本人に内緒で可能な部分を把握する方法

実は、固定資産は、行政機関で家族が閲覧することができる。銀行通帳などの預貯金も目を盗んで覗くことができる。ただ、この方法はあまりお勧めできない。なぜならば、万が一見つかったときに「自分に隠れて死んだときの準備をしていた」と、このうえない不快感を招くことだろう。それまで了承していた相続の準備が頓挫する可能性も否定できない。

エンディングノートを「一緒に作成する」

親の所有財産を知るために最も勧める方法、それは親に正攻法で財産額を尋ねることだ。ただ、それでは親の不快感を招くうえ、目的を達することのできない恐れがある。そこで活用したいのが、エンディングノートの活用だ。

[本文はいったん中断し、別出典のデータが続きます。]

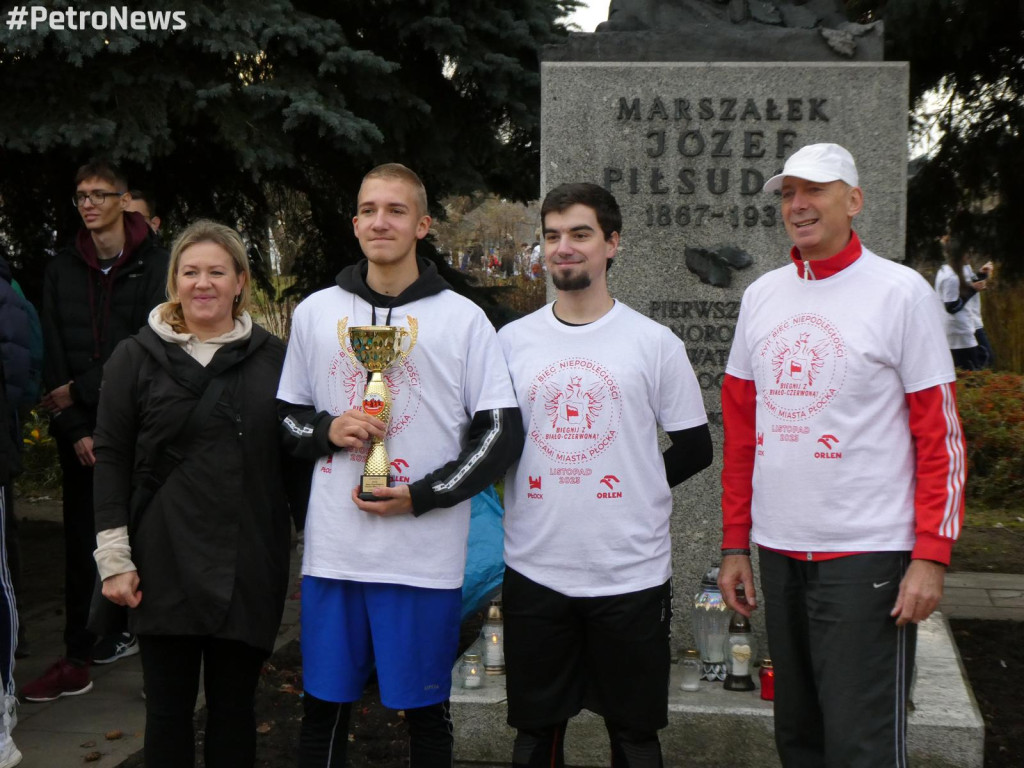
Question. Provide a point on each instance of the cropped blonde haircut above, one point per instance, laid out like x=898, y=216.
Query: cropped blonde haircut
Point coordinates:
x=205, y=230
x=398, y=172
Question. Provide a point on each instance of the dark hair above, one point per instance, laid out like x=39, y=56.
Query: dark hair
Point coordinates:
x=563, y=197
x=151, y=202
x=600, y=200
x=104, y=170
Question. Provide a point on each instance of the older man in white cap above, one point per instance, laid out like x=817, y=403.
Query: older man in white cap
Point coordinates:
x=845, y=464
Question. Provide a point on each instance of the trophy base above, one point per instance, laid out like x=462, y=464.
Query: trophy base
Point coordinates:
x=369, y=482
x=738, y=682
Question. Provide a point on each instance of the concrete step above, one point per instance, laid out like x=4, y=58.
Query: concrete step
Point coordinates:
x=716, y=728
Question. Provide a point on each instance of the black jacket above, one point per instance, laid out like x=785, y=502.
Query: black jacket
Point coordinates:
x=212, y=547
x=86, y=313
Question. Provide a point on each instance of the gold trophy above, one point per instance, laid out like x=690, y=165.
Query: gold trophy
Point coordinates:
x=377, y=348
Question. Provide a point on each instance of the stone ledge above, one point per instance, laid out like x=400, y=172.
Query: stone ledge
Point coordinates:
x=721, y=729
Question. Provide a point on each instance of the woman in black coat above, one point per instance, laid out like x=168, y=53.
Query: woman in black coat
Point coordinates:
x=190, y=500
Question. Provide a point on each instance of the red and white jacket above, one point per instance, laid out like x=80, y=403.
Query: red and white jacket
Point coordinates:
x=839, y=404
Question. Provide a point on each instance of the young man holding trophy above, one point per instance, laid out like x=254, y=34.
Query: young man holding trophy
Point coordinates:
x=396, y=386
x=588, y=591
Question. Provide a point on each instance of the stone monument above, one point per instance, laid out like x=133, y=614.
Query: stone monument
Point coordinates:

相続は親子間の事業承継にとって必要なもの。相続対策をおろそかにすると様々なデメリットがあり、延滞税などで必要以上の税金を納めなければいけない事態もあり得る。亡くなってから始めるには手続きの時間を短くし、そのためには現状の資産を知って「出来る限りのこと」をしておくことが大切だ。

書面に書き残す動きも、以前は遺言のみだったため敷居の高いイメージが強かったが、最近はエンディングノートがある。エンディングノートには法的拘束力がないため、医療や介護、財産に関する情報は遺言を作成し(情報を共有するためには公正証書遺言が望ましい)、親の想いはエンディングノートに、「一緒に作成する」という気持ちがあるとなおいいだろう。

制度面に不安があれば、前述した税理士やFPに同席してもらうのも賢い方法だ。いずれにいても一つ屋根の下で生活し、血の繋がった家族という関係。家族親族一丸となって、相続という「最期のイベント」の準備を進めるようにしたいものだ。